Hz. Mevlana dört kapı arasındaki farkı soran bir öğrencisine; “Karşı medresede rahlelerine eğilmiş ders çalışan dört kişi var. Sen git bunların hepsinin ensesine bir şamar at sonra gel sana anlatayım” der. Bunun üzerine öğrencisi karşı medreseye gider.  Birincinin ensesine kuvvetlice bir tokat vurur. Tokadı yiyen derhal ayağa kalkıp daha kuvvetli bir tokatla ensesine vuran öğrenciyi yere yıkar. Mevlana’nın sözünü tutmaya niyetli öğrenci ayağa kalkar. Rahlede ders çalışan ikincisine tokat atar. O da derhal ayağa kalkar ve elini kaldırır. Ancak tam tokadı atacakken vazgeçip yerine oturur. Tokatı yiyen üçüncü şöyle bir kafasını çevirip baktıktan sonra başka bir şey yapmaz, çalışmasına devam eder. Dördüncü ise, tokadı yemesine rağmen hiç oralı bile olmaz. Süreç tamamlandığından öğrenci Mevlana’nın yanına geri gelir ve durumu Mevlana’ya anlatır. Mevlana şöyle açıklar:

Birinci şeriat kapısını geçememiş biri idi. Şeriatta kısasa kısas olduğu için, tokadı yiyince kalktı, aynısını sana iade etti.
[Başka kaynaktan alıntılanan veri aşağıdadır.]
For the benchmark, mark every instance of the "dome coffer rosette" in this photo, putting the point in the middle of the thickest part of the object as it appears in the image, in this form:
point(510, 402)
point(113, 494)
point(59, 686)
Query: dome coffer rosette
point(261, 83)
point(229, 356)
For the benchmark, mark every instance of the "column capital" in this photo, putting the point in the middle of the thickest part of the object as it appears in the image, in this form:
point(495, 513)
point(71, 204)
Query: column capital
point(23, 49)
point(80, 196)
İkinci, tarikat kapısında olan bir kişiydi. Tokadı yiyince tam iade edecekti ki, tarikat öğretisinde verdiği söz aklına geldi: “Sana kötülük yapana bile iyilik yap.” Onun için döndü, oturdu.
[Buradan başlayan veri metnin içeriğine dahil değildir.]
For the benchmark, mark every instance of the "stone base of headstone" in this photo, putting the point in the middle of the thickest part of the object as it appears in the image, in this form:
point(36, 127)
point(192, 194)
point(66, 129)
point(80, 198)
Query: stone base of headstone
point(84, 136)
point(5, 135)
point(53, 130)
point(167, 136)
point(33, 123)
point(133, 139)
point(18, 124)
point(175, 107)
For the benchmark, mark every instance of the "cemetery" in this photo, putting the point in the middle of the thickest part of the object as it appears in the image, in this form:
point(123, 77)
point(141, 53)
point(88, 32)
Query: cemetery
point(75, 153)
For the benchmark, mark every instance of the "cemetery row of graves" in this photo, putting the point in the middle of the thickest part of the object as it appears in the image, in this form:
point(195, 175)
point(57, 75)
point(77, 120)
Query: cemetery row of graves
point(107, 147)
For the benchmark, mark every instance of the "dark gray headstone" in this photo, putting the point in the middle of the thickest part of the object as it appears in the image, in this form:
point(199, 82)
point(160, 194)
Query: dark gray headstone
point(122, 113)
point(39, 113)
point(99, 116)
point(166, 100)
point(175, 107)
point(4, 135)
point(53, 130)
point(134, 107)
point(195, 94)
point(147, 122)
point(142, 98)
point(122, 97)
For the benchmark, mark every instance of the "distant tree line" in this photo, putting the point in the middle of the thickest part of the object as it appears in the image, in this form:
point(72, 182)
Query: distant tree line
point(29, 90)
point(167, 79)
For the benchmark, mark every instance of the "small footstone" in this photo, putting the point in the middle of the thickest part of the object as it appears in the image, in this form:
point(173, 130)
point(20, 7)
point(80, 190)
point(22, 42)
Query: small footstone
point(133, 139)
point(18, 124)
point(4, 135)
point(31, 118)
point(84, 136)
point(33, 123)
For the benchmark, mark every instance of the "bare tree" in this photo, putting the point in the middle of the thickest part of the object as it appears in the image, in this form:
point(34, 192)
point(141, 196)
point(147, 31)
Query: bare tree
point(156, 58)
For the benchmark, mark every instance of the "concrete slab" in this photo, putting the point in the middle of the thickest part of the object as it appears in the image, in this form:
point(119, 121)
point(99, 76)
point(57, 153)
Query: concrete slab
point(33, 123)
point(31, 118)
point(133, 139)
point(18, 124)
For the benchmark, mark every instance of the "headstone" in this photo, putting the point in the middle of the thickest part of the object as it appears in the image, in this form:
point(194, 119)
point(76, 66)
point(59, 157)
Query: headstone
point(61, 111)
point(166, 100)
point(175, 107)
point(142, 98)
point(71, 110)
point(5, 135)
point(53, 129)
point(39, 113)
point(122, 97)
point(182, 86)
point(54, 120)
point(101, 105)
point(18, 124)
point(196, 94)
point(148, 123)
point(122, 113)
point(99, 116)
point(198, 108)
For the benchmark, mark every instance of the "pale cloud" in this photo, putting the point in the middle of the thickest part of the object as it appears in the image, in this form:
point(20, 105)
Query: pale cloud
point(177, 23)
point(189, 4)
Üçüncüsü marifet kapısına kadar gelmiş biri. İyinin ve kötünün nereden geldiğini bildiği için, Yaradan bu kötülüğe hangi iblisi alet etti diye, merakından şöyle bir dönüp baktı.
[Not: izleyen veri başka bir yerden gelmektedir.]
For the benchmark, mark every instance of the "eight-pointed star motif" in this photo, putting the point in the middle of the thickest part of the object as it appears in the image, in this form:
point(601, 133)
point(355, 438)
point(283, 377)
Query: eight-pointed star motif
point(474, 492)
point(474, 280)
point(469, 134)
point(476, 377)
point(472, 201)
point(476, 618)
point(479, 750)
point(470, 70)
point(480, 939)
Dördüncü, hakikat kapısını da geçmiş biriydi. İyinin ve kötünün tek sahibi olduğunu ve aynı olduğunu bildiği için, dönüp bakmadı bile!.. 

“Yapma, gayret etme” aşaması tarikat mertebesidir.

“Zevk etme” aşamasına ise marifet ve hakikatte varılır.

Yemek yemekle yediğin yemeğin zevkine varmak…

Nefes almakla aldığın nefesin zevkine varmak.

Baba olmakla baba olmanın zevkine varmak…

Varın siz kıyaslayın.

Konu bir yaşam teorisi olarak gördüğüm ölümdü değil mi?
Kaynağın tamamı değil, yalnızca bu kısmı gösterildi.